Published on : October 19, 2010

Health Care Reform: Key Observations & Direction for Plan Sponsors  September 9, 2010

Health Care Reform: Key Observations & Direction for Plan Sponsors September 9, 2010

With the passage of the Patient Protection and Affordable Care Act (PPACA) in March of 2010, plan sponsors have begun the task of taking action relative to the immediate plan requirements (the first plan year beginning on or after September 23, 2010) and planning for the provisions that become effective between now and 2014 (and beyond).

Requirements range from plan design, to plan eligibility, to administrative and reporting responsibilities. The following outline of observations and direction is not intended to summarize each and every provision of health care reform, but rather to offer a summary of the significant parameters by which to incorporate health care reform into a successful plan design and progression management process. Clearly, it is expected that the marketplace will maximize the opportunities and limit the liabilities of this legislation. It will do so by investing in increased business value and improved employee health. Look for safe harbor eligibility, minimum benefit and ‘percent of pay’ contribution strategies to gain significant momentum. Employers will likely increase focus and investment on improved employee health and Accountable Care Organization (ACO) partnerships for improved community health delivery and outcomes.

Plan Eligibility

For many plan sponsors, one of the key concerns under health care reform is the potential influx of employees, effective 2014, into the group plan who are not eligible under current eligibility guidelines. In 2011, 2012 and 2013 there is no requirement to alter plan eligibility or plan offerings to accommodate those employees not eligible for the plan (or a core plan) today.

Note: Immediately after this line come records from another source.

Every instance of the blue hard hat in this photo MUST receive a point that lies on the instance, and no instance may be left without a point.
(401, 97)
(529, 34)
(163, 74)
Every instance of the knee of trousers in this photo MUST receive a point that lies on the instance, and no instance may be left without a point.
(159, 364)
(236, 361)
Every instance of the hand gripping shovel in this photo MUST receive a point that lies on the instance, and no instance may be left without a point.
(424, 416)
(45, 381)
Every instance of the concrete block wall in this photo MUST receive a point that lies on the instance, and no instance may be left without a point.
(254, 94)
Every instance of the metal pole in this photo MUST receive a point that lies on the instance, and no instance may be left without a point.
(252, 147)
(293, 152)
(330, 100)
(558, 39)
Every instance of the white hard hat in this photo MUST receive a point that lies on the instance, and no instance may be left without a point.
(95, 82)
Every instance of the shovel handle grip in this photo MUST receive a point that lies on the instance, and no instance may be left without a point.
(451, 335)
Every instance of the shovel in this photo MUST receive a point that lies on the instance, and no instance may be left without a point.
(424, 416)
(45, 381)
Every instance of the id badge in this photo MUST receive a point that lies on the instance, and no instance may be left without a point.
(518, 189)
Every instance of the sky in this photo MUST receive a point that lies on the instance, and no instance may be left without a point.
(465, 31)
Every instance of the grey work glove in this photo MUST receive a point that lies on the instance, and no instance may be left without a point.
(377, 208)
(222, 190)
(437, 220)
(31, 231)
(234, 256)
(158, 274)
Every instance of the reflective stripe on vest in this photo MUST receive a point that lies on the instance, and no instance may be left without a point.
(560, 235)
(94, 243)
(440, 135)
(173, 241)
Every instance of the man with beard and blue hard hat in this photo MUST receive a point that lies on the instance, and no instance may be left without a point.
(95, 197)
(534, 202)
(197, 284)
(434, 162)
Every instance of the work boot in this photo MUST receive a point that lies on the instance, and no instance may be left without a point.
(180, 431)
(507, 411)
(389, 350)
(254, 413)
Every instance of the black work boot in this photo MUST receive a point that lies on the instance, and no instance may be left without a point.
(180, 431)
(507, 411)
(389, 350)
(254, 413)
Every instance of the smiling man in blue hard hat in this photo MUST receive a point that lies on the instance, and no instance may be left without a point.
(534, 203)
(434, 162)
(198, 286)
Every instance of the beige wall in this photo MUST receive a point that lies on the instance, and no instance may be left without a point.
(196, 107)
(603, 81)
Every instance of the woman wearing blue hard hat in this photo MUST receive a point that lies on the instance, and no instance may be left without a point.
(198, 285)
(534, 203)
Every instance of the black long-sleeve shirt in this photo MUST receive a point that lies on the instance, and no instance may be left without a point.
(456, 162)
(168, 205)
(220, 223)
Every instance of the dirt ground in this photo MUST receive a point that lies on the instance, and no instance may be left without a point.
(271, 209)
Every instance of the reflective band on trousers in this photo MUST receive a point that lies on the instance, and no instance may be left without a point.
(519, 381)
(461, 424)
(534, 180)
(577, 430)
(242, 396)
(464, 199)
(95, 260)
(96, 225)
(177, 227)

Market Adoption Expectation

In accordance with the expectation created by the definition of Minimum Essential Coverage associated with health care exchanges and employer-sponsored plan coverage (60% actuarial plan value), a ‘new’ competitive benchmark has been established by which to compare competitive plan value. A plan valued at 75 or 80% (for example) is considered ‘rich’ when compared to Minimum Essential Coverage, and thus significant opportunity exists relative to savings on employer plan costs by way of plan design adjustments. Plan sponsors have an opportunity, between 2011 and 2013, to progress from the value of the current plan toward a 60% actuarial value in 2014 or thereafter, driven by government guidance.

Avoiding Employee Subsidy & Free Choice Voucher Situations

To avoid non-compliance with the Minimum Essential Coverage requirements (thus resulting in employee subsidy liability) and the requirement to provide Free Choice Vouchers (both of which become effective in 2014), plan sponsors must adhere to the following:

  • All full time employees (those working ≥ 30 hours per week) must be eligible for the core plan offering(s).
  • The actuarial plan value must be greater than or equal to 60%.
  • Employee contribution methodology must be structured in a fashion in which no employee contributes more than 7.99% of his/her income in the form of employee contributions for the core benefit option.

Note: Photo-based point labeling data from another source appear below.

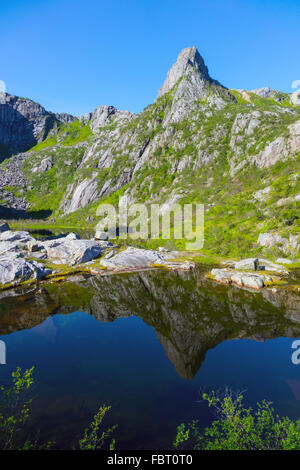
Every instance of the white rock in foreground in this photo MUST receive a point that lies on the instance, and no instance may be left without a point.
(14, 268)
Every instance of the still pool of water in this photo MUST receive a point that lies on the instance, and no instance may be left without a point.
(148, 343)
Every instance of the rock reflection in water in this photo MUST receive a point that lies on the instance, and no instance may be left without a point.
(189, 314)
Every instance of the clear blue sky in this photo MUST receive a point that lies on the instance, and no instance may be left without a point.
(72, 55)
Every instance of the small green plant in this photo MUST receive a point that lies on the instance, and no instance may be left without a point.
(240, 428)
(15, 408)
(94, 438)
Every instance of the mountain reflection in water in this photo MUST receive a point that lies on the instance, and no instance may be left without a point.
(189, 314)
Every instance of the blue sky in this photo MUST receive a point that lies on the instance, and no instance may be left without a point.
(72, 55)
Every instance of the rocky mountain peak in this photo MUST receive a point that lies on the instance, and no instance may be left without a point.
(189, 60)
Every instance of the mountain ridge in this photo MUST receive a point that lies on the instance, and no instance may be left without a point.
(194, 138)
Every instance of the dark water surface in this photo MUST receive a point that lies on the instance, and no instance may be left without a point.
(147, 343)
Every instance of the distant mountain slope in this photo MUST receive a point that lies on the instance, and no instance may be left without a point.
(236, 151)
(24, 123)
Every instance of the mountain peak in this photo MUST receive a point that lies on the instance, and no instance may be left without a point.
(188, 60)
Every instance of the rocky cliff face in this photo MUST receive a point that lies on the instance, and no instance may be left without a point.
(197, 141)
(24, 123)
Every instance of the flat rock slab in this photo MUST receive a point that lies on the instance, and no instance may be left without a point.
(241, 279)
(136, 258)
(72, 251)
(259, 264)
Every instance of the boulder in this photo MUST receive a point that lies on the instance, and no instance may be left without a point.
(250, 263)
(33, 246)
(283, 261)
(221, 275)
(14, 268)
(72, 236)
(266, 265)
(4, 227)
(18, 236)
(101, 235)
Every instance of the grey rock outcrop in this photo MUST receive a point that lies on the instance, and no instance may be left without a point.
(85, 192)
(23, 123)
(14, 268)
(189, 60)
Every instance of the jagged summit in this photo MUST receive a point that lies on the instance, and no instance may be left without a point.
(188, 60)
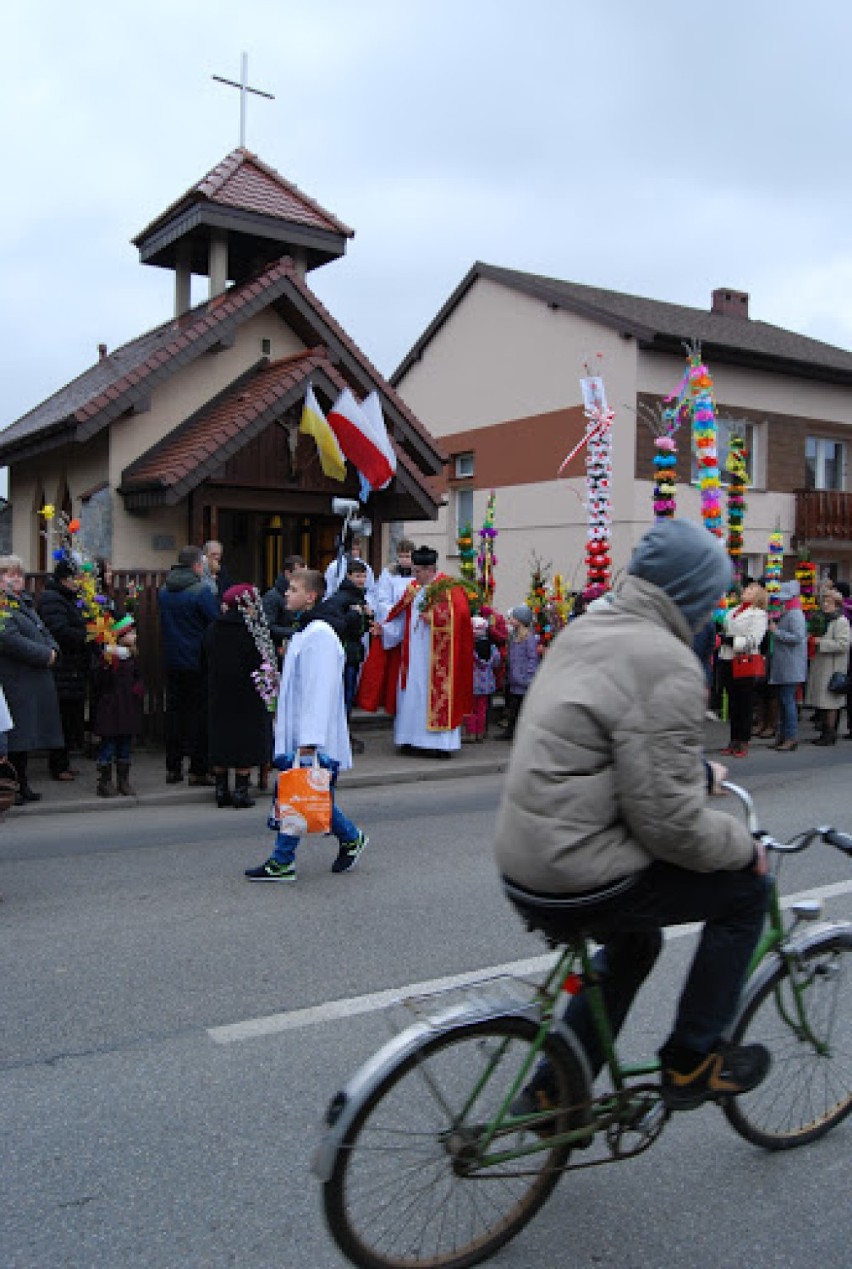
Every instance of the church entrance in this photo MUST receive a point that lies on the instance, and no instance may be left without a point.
(257, 543)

As a result of the defined structure of the employee contribution thresholds dictated by PPACA, employee contribution methodology is expected to progress towards a ‘percentage of pay with a cap’ structure (example: the employee contribution for single coverage under the Core Plan is 6% of salary, with a monthly cap of $200).

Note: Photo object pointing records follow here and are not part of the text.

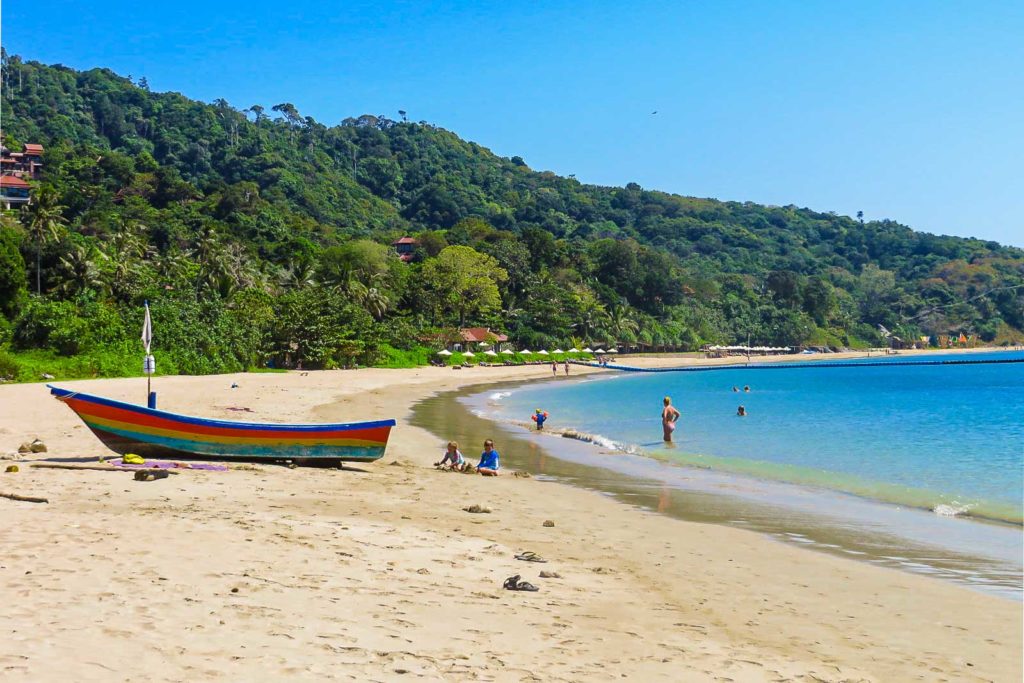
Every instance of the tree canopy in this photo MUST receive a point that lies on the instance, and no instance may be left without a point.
(261, 233)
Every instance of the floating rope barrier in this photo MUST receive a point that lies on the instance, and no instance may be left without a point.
(801, 366)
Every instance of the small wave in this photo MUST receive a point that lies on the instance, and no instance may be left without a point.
(953, 509)
(599, 440)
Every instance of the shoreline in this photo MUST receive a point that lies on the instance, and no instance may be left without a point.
(245, 567)
(839, 523)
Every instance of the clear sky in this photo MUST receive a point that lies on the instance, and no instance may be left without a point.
(909, 111)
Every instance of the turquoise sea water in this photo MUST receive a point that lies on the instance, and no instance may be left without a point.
(947, 438)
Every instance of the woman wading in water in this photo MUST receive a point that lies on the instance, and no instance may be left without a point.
(669, 417)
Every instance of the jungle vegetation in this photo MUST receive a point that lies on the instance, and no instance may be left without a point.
(257, 232)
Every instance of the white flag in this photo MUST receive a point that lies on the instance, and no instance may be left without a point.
(146, 330)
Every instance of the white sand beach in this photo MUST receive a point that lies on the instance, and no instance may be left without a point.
(376, 572)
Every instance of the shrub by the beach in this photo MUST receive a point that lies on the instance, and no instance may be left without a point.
(393, 357)
(9, 369)
(13, 290)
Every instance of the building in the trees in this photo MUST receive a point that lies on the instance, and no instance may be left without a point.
(480, 336)
(403, 247)
(27, 164)
(13, 191)
(16, 168)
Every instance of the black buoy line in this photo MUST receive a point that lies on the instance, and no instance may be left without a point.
(816, 364)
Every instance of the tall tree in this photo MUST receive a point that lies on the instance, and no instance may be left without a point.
(45, 219)
(462, 283)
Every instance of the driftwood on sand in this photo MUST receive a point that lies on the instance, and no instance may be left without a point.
(27, 499)
(101, 468)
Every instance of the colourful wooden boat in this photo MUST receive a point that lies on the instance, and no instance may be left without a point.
(152, 433)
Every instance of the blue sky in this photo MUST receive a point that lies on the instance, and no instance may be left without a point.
(909, 111)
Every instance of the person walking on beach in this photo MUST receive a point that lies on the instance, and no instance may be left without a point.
(669, 417)
(488, 460)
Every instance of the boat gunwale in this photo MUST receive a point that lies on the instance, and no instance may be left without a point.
(210, 422)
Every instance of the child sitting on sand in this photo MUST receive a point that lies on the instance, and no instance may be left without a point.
(453, 458)
(488, 460)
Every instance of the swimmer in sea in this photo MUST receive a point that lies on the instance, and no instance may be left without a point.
(669, 417)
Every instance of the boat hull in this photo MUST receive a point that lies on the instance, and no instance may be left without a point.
(151, 433)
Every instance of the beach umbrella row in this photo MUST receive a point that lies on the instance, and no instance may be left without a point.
(526, 351)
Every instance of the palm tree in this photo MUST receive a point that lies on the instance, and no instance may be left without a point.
(45, 219)
(80, 271)
(124, 250)
(297, 274)
(622, 326)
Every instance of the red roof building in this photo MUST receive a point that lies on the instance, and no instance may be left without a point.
(27, 164)
(13, 190)
(481, 334)
(403, 247)
(12, 181)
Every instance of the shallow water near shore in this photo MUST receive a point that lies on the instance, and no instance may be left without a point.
(971, 552)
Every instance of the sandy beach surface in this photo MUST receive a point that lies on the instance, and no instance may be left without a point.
(376, 572)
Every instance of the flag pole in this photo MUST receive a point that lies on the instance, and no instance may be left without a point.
(148, 367)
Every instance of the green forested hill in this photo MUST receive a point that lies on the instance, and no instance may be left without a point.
(256, 230)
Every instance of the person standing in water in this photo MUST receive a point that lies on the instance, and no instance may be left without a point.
(669, 417)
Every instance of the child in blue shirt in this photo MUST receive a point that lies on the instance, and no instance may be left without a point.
(488, 460)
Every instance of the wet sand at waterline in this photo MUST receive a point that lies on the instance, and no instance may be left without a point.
(375, 571)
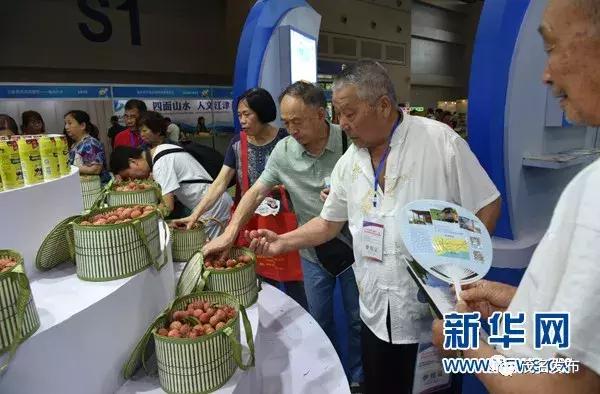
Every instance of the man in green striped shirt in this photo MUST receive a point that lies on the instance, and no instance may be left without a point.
(303, 162)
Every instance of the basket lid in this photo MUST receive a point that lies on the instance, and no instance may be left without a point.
(143, 349)
(191, 275)
(55, 248)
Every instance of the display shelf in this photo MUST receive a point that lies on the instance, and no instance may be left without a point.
(31, 212)
(561, 160)
(88, 329)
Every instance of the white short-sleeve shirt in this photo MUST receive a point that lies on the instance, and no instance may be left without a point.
(427, 160)
(173, 168)
(173, 132)
(564, 273)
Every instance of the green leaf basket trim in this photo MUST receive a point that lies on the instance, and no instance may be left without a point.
(143, 348)
(25, 307)
(108, 249)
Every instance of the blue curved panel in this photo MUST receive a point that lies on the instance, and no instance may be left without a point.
(258, 28)
(497, 35)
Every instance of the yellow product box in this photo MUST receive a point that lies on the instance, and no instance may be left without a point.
(50, 166)
(31, 160)
(10, 165)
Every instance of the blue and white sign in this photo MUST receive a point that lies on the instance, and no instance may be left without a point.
(163, 92)
(55, 92)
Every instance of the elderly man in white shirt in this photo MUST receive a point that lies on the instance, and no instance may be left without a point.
(564, 272)
(395, 159)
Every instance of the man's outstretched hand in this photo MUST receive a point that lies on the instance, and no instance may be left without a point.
(265, 242)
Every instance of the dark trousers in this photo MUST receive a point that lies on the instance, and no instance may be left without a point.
(388, 368)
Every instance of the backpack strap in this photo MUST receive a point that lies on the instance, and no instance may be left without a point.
(175, 150)
(164, 153)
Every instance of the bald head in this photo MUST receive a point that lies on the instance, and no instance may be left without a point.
(589, 9)
(571, 33)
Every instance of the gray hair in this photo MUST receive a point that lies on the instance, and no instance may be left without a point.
(591, 8)
(309, 93)
(370, 78)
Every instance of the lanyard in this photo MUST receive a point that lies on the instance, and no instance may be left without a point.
(381, 165)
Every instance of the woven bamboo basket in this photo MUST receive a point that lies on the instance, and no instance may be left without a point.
(241, 282)
(91, 190)
(116, 251)
(200, 365)
(187, 242)
(118, 198)
(18, 318)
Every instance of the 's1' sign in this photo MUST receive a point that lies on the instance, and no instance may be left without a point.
(98, 16)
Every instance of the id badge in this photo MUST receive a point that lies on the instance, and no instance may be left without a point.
(372, 238)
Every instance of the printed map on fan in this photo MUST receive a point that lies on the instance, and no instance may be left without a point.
(447, 240)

Increased Emphasis on Health Promotion and Wellness

The impact of plan design changes made within the scope of traditional plan design cost management will be greatly minimized as a result of the plan costs associated with the PPACA plan design requirements and the increased administrative and reporting requirements. The outcome and the directives of the new law further emphasize the critical importance of employee health and well-being as an effective means to manage plan cost. The new law will further promote the movement to wellbeing-centered reward strategies.

Requirement of a Robust Online Enrollment & Eligibility System

PPACA creates increased plan reporting requirements, a potential increase in eligible plan population, and an emphasis on health promotion and wellness. These factors reiterate the significance of a robust online enrollment and eligibility system as a requirement for effective plan administration and management. Integrated technology applications may further reduce administrative costs as well as provide a single point of access to encourage employees and providers in the active management of improved health and well-being.

Impact of Individual Coverage Exchanges on Employer-Sponsored Health Care
Employer-employee plan value (economic and well-being) for the employee will expand, increasing significantly in many cases. The exchanges will be expensive, with the addition of employee tax and adverse selection cost burdens. Expect small employer-employee plans to benefit from community Accountable Care Organization (ACO) options which, over time, directly compete with traditional insurance health plans. Such programs may be structured as self-insured plans or shared ministry plans (not insurance) purchased by individuals under §125 Cafeteria Plan arrangements, as applicable.

Impact of PPACA, PPACA Modification or Repeal

Although the Clinton-Care initiative failed in 1993, significant market-driven reform did result from this effort. If PPACA is significantly modified or repealed, expect the marketplace to embrace the advantages and opportunities stimulated by PPACA while judiciously avoiding any and all liabilities associated with the law.